The impact of steroid use in patients with chronic subdural hematoma (cSDH) treated with both surgical evacuation and middle meningeal artery embolization (MMAE) has not been previously reported. This study compares outcomes in this specific patient population.

Methods

We conducted a multi-institutional, multi-national, retrospective, propensity score–matched study using the TriNetX platform. Patients with cSDH who underwent both surgical evacuation and MMAE were included and stratified based on whether they received adjunctive steroid therapy.
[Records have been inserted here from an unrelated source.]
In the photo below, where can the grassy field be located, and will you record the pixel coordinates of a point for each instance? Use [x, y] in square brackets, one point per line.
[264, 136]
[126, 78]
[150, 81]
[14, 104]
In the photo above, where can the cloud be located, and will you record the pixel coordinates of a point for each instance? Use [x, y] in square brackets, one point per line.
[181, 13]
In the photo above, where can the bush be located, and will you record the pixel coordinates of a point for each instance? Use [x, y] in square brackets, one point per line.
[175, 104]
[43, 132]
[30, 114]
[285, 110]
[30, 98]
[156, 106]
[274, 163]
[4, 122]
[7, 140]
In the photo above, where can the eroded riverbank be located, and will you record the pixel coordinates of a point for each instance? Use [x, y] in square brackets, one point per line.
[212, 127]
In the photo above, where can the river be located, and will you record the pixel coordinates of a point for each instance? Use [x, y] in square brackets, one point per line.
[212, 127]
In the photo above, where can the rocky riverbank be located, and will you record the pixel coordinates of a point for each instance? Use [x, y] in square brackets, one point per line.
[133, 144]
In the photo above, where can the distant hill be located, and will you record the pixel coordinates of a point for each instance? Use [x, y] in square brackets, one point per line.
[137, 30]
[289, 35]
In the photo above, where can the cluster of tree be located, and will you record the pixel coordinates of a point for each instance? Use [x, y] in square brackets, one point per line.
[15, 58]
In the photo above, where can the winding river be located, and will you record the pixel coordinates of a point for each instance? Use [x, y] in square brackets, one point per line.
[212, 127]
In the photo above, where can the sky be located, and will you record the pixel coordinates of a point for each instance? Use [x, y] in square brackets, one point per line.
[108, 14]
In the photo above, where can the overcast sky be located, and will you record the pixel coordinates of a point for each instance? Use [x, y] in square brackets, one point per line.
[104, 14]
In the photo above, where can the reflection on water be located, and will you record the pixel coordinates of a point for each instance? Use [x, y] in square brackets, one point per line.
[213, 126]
Primary outcomes included unplanned inpatient readmissions, need for repeat surgery, and six-month mortality.

Results

A total of 605 cSDH patients met the inclusion criteria, of whom 283 received adjunctive steroids. After propensity score matching, no significant differences were observed in the primary outcomes between patients who received steroids and those who did not. However, the steroid group exhibited non-significantly higher rates of inpatient readmission and mortality.

Conclusion

In patients with cSDH treated with a combination of surgical evacuation and MMAE, adjunctive steroid therapy was not associated with improved outcomes. These findings suggest that steroids may not confer a clear benefit in this setting and could potentially expose patients to unnecessary risks.
背景:类固醇对慢性硬膜下血肿(cSDH)患者手术引流和脑膜中动脉栓塞(MMAE)治疗的影响此前未见报道。这项研究比较了这一特定患者群体的结果。方法采用TriNetX平台进行了一项多机构、多国家、回顾性、倾向评分匹配的研究。同时接受手术疏散和MMAE的cSDH患者被纳入研究,并根据他们是否接受辅助类固醇治疗进行分层。主要结局包括非计划住院再入院、需要重复手术和6个月死亡率。结果605例cSDH患者符合纳入标准,其中283例接受了类固醇辅助治疗。在倾向评分匹配后,在接受类固醇治疗的患者和未接受类固醇治疗的患者之间的主要结局没有观察到显著差异。然而,类固醇组的住院再入院率和死亡率没有明显提高。结论在联合手术引流和MMAE治疗的cSDH患者中,辅助类固醇治疗与预后改善无关。这些发现表明,在这种情况下,类固醇可能不会带来明显的益处,并可能使患者面临不必要的风险。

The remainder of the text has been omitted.